4.12 Het onder 4.11 overwogene geldt eveneens voor het door Crown van Gelder gedane
(algemene) beroep op de eisen van redelijkheid en billijkheid.
4.13 Gelet op de hiervoor gegeven beslissingen is het niet nodig dat de overige stellingen
nog worden besproken.
4.14 Het bewijsaanbod van Crown van Gelder wordt als niet terzake dienend gepasseerd.
Het hoger beroep slaagt. De vonnissen waarvan beroep zullen worden vernietigd en de vorderingen van Crown van Gelder zullen alsnog worden afgewezen. Crown van Gelder zal worden veroordeeld tot terugbetaling van al hetgeen Liander op grond van de vernietigde vonnissen onverschuldigd aan haar heeft (terug)betaald, te vermeerderen met de wettelijke handelsrente.
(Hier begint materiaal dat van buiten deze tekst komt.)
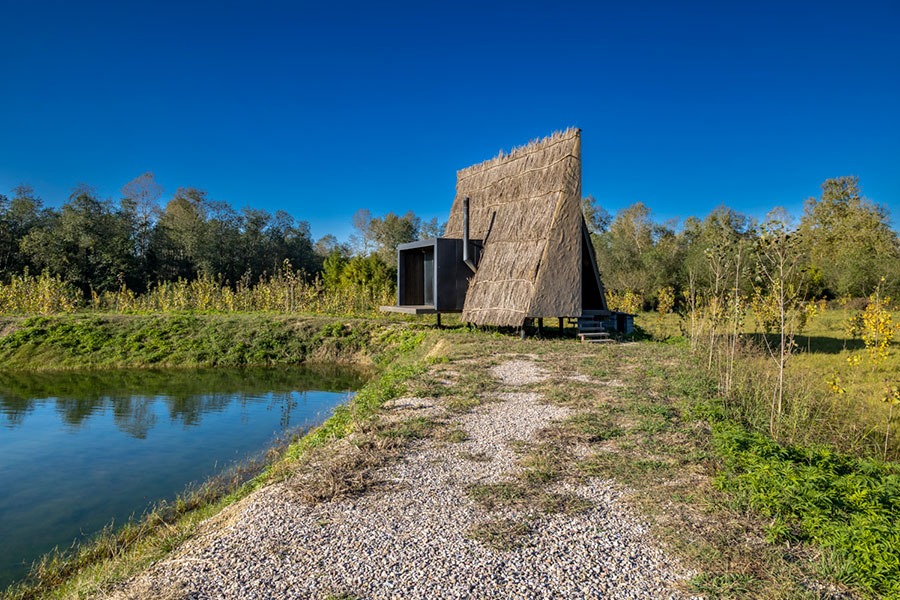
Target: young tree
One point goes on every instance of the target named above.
(778, 252)
(596, 217)
(19, 215)
(390, 231)
(140, 198)
(362, 241)
(432, 229)
(849, 239)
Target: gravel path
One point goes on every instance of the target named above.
(408, 540)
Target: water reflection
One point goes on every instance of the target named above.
(78, 449)
(187, 394)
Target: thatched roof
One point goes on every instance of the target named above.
(526, 207)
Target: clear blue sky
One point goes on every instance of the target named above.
(320, 110)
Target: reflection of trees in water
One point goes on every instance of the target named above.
(188, 394)
(134, 415)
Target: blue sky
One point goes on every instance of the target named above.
(321, 110)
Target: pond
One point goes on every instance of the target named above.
(81, 449)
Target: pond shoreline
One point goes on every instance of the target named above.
(117, 552)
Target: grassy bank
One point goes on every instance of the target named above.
(754, 518)
(117, 553)
(192, 340)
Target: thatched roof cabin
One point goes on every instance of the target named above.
(537, 260)
(516, 246)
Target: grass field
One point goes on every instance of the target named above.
(854, 420)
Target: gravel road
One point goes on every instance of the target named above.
(408, 539)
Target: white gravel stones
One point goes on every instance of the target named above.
(519, 372)
(408, 541)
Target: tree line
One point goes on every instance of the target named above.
(843, 244)
(98, 245)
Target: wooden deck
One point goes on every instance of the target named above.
(424, 309)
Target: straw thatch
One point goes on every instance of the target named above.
(526, 207)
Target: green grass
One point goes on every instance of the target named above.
(118, 553)
(193, 340)
(847, 505)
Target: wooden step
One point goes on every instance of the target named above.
(597, 340)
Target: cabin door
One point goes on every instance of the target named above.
(429, 277)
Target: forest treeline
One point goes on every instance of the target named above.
(844, 242)
(98, 245)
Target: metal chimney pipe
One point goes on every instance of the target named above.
(466, 258)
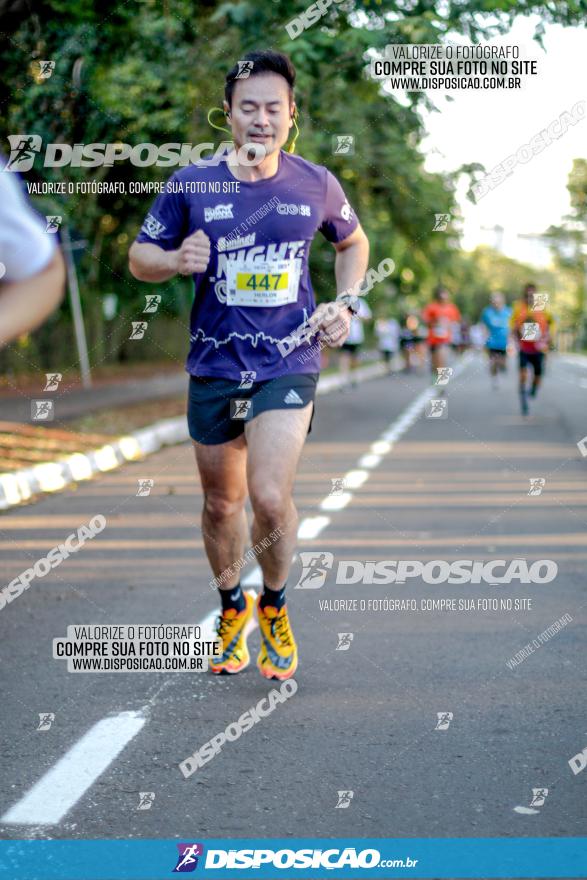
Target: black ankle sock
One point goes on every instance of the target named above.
(275, 598)
(233, 598)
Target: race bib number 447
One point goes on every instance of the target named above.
(262, 283)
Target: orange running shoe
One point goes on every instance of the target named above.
(278, 657)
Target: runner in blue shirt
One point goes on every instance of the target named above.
(243, 231)
(496, 318)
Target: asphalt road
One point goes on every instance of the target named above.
(363, 719)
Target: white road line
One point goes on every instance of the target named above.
(63, 785)
(57, 792)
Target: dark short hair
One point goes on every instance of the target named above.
(266, 61)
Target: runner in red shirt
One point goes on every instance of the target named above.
(438, 316)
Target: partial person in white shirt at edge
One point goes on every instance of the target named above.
(32, 271)
(349, 353)
(388, 332)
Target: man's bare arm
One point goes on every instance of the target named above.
(25, 304)
(149, 262)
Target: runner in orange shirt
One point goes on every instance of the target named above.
(439, 315)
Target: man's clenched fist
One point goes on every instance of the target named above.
(194, 254)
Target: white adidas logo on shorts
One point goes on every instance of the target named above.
(292, 397)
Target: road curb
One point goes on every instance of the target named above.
(20, 486)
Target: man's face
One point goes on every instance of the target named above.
(261, 111)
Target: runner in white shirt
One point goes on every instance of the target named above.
(388, 332)
(31, 267)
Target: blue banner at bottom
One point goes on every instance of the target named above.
(283, 859)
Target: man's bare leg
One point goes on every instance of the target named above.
(275, 440)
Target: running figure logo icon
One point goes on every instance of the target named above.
(23, 150)
(188, 857)
(344, 800)
(247, 378)
(539, 795)
(152, 302)
(344, 641)
(46, 719)
(437, 408)
(444, 374)
(138, 329)
(241, 409)
(441, 222)
(314, 569)
(53, 380)
(42, 410)
(53, 222)
(444, 719)
(343, 145)
(146, 799)
(530, 332)
(45, 69)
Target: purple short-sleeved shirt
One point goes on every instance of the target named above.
(270, 223)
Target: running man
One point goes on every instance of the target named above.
(532, 326)
(248, 252)
(496, 318)
(439, 315)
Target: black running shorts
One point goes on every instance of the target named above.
(218, 409)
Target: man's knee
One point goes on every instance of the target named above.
(271, 504)
(219, 507)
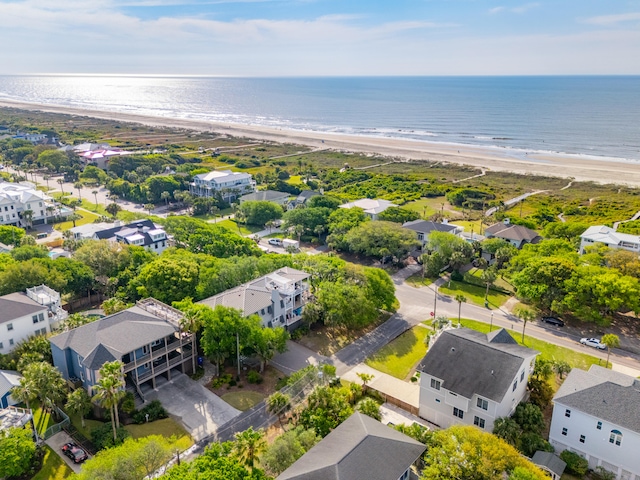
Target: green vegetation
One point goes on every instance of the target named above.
(399, 357)
(243, 400)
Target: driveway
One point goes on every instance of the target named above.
(56, 442)
(200, 411)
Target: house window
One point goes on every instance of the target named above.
(615, 437)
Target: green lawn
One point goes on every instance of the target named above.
(242, 400)
(53, 467)
(401, 355)
(473, 293)
(548, 351)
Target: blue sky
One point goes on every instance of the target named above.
(320, 37)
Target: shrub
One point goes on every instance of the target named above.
(254, 377)
(576, 465)
(102, 436)
(155, 410)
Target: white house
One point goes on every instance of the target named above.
(277, 298)
(372, 207)
(609, 237)
(17, 198)
(472, 378)
(34, 312)
(229, 185)
(596, 414)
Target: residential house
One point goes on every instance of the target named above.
(229, 185)
(18, 198)
(146, 338)
(472, 378)
(302, 199)
(277, 298)
(359, 448)
(596, 415)
(24, 314)
(610, 238)
(516, 235)
(424, 228)
(281, 198)
(8, 380)
(143, 233)
(372, 207)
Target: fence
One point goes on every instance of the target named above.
(53, 429)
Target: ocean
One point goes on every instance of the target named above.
(587, 116)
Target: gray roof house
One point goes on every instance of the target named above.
(146, 338)
(472, 378)
(278, 298)
(596, 414)
(359, 448)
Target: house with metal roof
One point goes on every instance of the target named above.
(277, 298)
(37, 311)
(359, 448)
(596, 414)
(224, 183)
(472, 378)
(516, 235)
(147, 338)
(609, 237)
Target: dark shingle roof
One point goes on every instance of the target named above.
(16, 305)
(601, 393)
(119, 334)
(550, 461)
(359, 448)
(470, 362)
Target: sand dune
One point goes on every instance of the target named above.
(496, 159)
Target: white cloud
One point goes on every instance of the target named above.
(612, 20)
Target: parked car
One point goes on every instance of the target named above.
(74, 452)
(593, 342)
(553, 321)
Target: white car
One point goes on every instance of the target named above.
(593, 342)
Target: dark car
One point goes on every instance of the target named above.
(74, 452)
(553, 321)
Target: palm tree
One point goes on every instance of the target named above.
(460, 299)
(249, 444)
(611, 341)
(79, 402)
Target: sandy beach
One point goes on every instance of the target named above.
(495, 159)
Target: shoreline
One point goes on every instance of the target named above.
(492, 159)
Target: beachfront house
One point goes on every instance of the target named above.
(516, 235)
(37, 311)
(472, 378)
(277, 298)
(423, 229)
(372, 207)
(609, 237)
(595, 414)
(224, 183)
(360, 447)
(147, 338)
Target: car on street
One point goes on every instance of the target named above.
(553, 321)
(593, 342)
(74, 452)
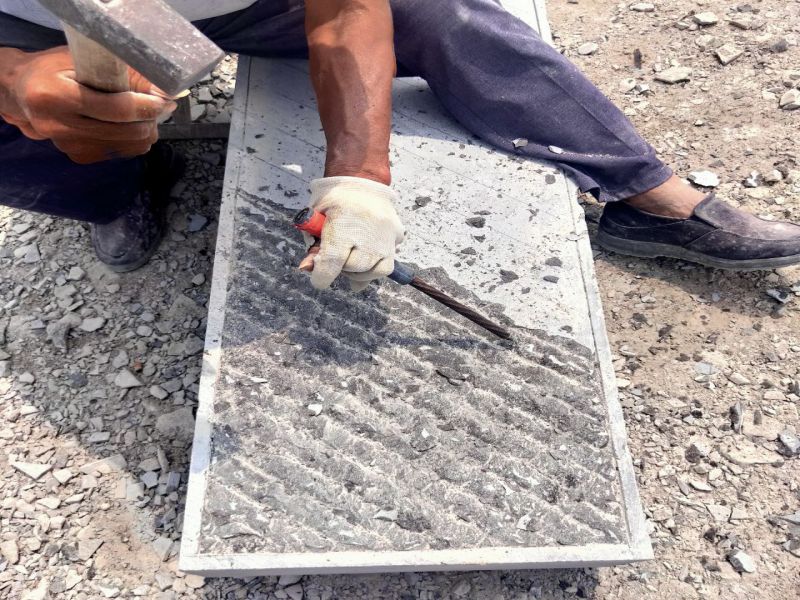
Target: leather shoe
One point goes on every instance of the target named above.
(127, 243)
(716, 235)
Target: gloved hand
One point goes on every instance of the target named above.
(362, 231)
(46, 102)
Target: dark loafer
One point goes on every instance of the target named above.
(716, 235)
(127, 243)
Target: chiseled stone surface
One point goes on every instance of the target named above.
(381, 421)
(432, 435)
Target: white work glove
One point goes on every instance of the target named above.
(361, 232)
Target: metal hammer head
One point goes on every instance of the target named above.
(148, 35)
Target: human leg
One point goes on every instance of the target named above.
(504, 83)
(37, 176)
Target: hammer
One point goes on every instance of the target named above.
(105, 36)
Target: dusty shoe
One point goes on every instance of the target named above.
(128, 242)
(716, 235)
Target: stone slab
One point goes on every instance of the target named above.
(378, 432)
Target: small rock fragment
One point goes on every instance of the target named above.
(728, 53)
(790, 100)
(674, 75)
(196, 223)
(742, 562)
(158, 392)
(87, 548)
(790, 441)
(10, 551)
(705, 19)
(126, 380)
(177, 425)
(704, 178)
(92, 324)
(194, 582)
(32, 470)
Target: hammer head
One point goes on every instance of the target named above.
(148, 35)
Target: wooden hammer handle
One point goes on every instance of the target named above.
(95, 66)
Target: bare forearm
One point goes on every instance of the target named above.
(352, 67)
(10, 60)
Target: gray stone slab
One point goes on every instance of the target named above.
(379, 432)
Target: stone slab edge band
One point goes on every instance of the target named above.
(245, 565)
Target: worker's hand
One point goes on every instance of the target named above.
(87, 125)
(362, 231)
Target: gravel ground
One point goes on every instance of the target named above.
(99, 373)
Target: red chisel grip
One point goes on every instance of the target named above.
(310, 221)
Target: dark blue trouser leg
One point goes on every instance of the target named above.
(490, 70)
(503, 82)
(36, 176)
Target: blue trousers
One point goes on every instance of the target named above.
(491, 71)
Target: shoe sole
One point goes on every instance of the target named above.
(176, 171)
(654, 250)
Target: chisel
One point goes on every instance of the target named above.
(312, 222)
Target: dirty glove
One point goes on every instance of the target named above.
(361, 232)
(46, 102)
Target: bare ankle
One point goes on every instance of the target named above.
(673, 198)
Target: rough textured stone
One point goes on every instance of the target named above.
(380, 420)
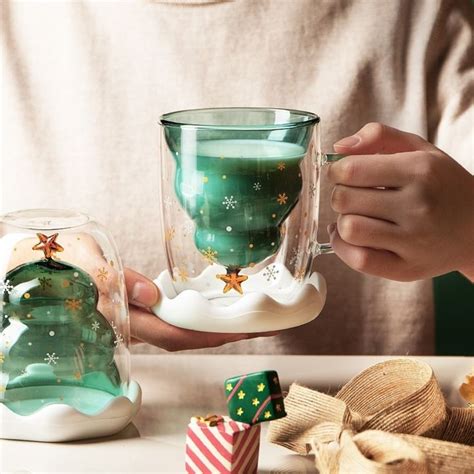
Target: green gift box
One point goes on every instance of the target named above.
(256, 397)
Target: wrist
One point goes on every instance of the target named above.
(468, 270)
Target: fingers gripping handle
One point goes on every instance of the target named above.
(327, 159)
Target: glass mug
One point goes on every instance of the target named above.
(239, 213)
(64, 329)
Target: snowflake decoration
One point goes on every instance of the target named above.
(118, 337)
(282, 198)
(295, 257)
(44, 282)
(103, 274)
(229, 202)
(271, 273)
(209, 255)
(73, 304)
(5, 286)
(188, 227)
(51, 358)
(300, 273)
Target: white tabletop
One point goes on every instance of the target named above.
(176, 387)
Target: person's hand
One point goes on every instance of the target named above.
(142, 294)
(406, 209)
(146, 327)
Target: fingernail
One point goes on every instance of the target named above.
(144, 294)
(349, 142)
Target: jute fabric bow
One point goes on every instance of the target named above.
(391, 418)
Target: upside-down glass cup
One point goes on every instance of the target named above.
(239, 213)
(64, 329)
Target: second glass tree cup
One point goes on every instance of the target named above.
(239, 212)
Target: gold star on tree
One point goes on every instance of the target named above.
(233, 281)
(209, 255)
(48, 245)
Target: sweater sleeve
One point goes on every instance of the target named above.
(450, 76)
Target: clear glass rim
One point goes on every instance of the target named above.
(45, 219)
(307, 118)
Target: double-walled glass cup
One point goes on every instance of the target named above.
(240, 199)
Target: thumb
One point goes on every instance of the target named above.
(379, 138)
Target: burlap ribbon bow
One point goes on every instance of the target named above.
(391, 418)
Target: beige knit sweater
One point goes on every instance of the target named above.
(85, 82)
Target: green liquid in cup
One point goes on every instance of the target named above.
(238, 193)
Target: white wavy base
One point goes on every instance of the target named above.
(200, 304)
(60, 422)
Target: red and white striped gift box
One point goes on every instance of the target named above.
(221, 446)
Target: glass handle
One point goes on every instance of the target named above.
(327, 159)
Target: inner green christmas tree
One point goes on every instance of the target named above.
(55, 346)
(239, 193)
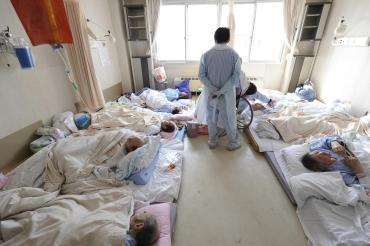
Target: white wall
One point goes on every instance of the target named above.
(29, 95)
(271, 73)
(344, 72)
(119, 32)
(99, 12)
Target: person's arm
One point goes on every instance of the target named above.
(353, 163)
(203, 76)
(259, 96)
(338, 148)
(233, 79)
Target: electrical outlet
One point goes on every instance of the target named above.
(8, 61)
(351, 41)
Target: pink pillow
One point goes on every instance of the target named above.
(162, 212)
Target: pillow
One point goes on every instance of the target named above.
(165, 214)
(324, 185)
(65, 122)
(139, 159)
(292, 156)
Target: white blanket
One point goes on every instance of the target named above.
(31, 216)
(157, 100)
(128, 117)
(92, 210)
(294, 128)
(327, 185)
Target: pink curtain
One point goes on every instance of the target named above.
(80, 59)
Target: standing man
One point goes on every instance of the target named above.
(219, 71)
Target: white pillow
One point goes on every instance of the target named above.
(292, 156)
(325, 185)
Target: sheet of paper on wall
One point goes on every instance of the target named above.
(104, 56)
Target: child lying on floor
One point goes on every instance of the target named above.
(330, 153)
(168, 129)
(144, 230)
(133, 143)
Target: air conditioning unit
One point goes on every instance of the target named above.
(194, 84)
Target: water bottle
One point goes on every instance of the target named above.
(23, 53)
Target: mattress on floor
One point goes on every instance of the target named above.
(263, 144)
(276, 161)
(164, 186)
(325, 223)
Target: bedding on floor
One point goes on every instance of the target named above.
(75, 205)
(133, 118)
(331, 213)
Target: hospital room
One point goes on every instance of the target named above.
(185, 122)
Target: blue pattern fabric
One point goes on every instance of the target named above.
(306, 91)
(324, 144)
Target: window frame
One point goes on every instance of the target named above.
(219, 4)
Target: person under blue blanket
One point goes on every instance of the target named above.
(251, 94)
(144, 230)
(329, 153)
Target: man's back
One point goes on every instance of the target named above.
(219, 64)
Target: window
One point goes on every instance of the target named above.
(268, 33)
(171, 42)
(186, 30)
(202, 22)
(244, 17)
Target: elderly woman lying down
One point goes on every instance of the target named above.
(292, 128)
(330, 153)
(85, 199)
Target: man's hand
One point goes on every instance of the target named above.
(338, 148)
(353, 163)
(271, 103)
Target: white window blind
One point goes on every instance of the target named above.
(186, 29)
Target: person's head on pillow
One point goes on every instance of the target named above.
(252, 89)
(317, 160)
(144, 228)
(168, 126)
(175, 111)
(183, 95)
(133, 142)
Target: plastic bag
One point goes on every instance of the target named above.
(306, 91)
(183, 86)
(171, 94)
(159, 74)
(40, 143)
(82, 120)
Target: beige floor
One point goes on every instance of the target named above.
(232, 198)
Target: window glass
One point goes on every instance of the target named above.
(268, 34)
(202, 23)
(171, 33)
(243, 14)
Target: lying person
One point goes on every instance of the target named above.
(329, 153)
(133, 143)
(159, 102)
(293, 128)
(168, 129)
(174, 94)
(144, 230)
(249, 92)
(246, 90)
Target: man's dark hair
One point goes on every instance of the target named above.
(222, 35)
(251, 89)
(311, 163)
(149, 234)
(175, 111)
(167, 126)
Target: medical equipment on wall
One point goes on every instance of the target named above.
(44, 21)
(108, 35)
(16, 46)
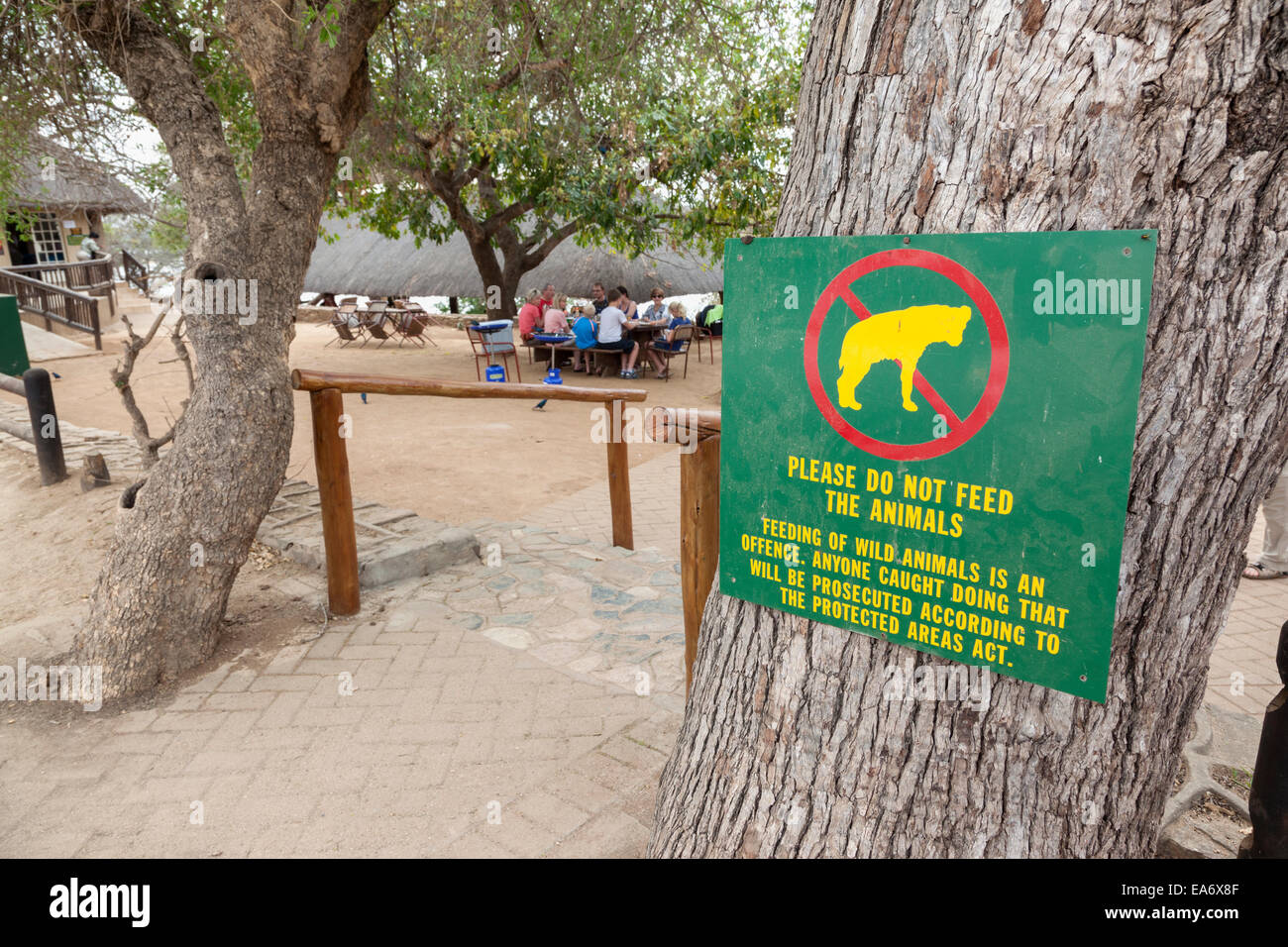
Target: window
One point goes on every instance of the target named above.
(48, 239)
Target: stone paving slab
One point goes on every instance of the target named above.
(399, 732)
(120, 451)
(391, 544)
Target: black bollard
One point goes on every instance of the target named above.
(1267, 801)
(44, 425)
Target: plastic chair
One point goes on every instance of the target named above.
(684, 335)
(490, 339)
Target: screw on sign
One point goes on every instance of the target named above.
(887, 335)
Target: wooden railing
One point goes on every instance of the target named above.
(134, 272)
(53, 303)
(699, 510)
(81, 275)
(339, 536)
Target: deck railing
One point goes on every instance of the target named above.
(52, 302)
(339, 536)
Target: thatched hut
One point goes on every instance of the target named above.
(65, 197)
(356, 261)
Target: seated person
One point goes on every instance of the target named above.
(656, 312)
(584, 338)
(555, 317)
(669, 343)
(528, 316)
(612, 334)
(625, 304)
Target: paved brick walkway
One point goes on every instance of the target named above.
(1241, 677)
(447, 719)
(523, 705)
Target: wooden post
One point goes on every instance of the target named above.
(338, 530)
(699, 539)
(618, 478)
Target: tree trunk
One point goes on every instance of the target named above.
(1024, 118)
(185, 531)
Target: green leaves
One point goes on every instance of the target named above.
(648, 121)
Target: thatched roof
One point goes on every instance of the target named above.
(365, 263)
(77, 183)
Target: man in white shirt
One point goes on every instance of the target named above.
(612, 324)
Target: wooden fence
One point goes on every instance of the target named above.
(326, 390)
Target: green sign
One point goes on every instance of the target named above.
(928, 440)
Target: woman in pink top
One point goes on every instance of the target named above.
(528, 316)
(557, 315)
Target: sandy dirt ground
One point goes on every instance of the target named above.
(450, 460)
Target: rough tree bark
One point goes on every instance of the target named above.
(159, 603)
(1000, 116)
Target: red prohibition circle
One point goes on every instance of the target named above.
(978, 294)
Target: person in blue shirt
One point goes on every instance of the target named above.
(584, 338)
(669, 343)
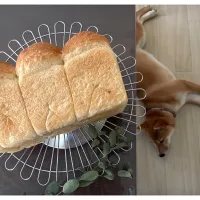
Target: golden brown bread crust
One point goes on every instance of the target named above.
(35, 57)
(7, 70)
(94, 77)
(91, 76)
(15, 126)
(45, 89)
(82, 38)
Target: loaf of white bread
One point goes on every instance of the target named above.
(53, 91)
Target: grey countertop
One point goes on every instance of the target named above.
(118, 21)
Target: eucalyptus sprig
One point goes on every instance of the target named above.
(104, 169)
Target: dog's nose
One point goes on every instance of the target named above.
(161, 154)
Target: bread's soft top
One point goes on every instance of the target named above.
(39, 56)
(7, 70)
(45, 88)
(82, 42)
(94, 77)
(15, 126)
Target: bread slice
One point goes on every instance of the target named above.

Crown van Gelder zal als de in het ongelijk gestelde partij worden veroordeeld in de proceskosten van de beide instanties.
Het hof, recht doende in hoger beroep:
vernietigt de tussen de partijen gewezen vonnissen van de rechtbank Arnhem van
19 december 2007, 12 maart 2008, 18 juni 2008 en 15 oktober 2008,
en, opnieuw recht doende,
wijst de vorderingen van Crown van Gelder af,
veroordeelt Crown van Gelder tot terugbetaling van al hetgeen Liander onverschuldigd aan haar heeft (terug)betaald, te vermeerderen met de wettelijke handelsrente als bedoeld in artikel 6:119a van het Burgerlijk Wetboek vanaf de dag van de onverschuldigde betaling tot aan de dag van de algehele voldoening,
veroordeelt Crown van Gelder in de proceskosten van de beide instanties, tot aan deze uitspraak aan de zijde van Liander in de eerste aanleg begroot op € 2.405,-- voor verschotten en op € 3.129,-- voor salaris van de advocaat overeenkomstig het liquidatietarief, en in hoger beroep begroot op € 2.797,25 voor verschotten en op € 4.893,-- voor salaris van de advocaat overeenkomstig het liquidatietarief, te vermeerderen met de wettelijke rente over de proceskosten met ingang van twee weken na de uitspraak van dit arrest tot aan de dag van de algehele voldoening,
verklaart dit arrest uitvoerbaar bij voorraad.
Dit arrest is gewezen door mrs. A. Smeeïng-van Hees, F.W.J. Meijer en
L.J. de Kerpel-van de Poel, en is in tegenwoordigheid van de griffier in het openbaar uitgesproken op 4 mei 2010.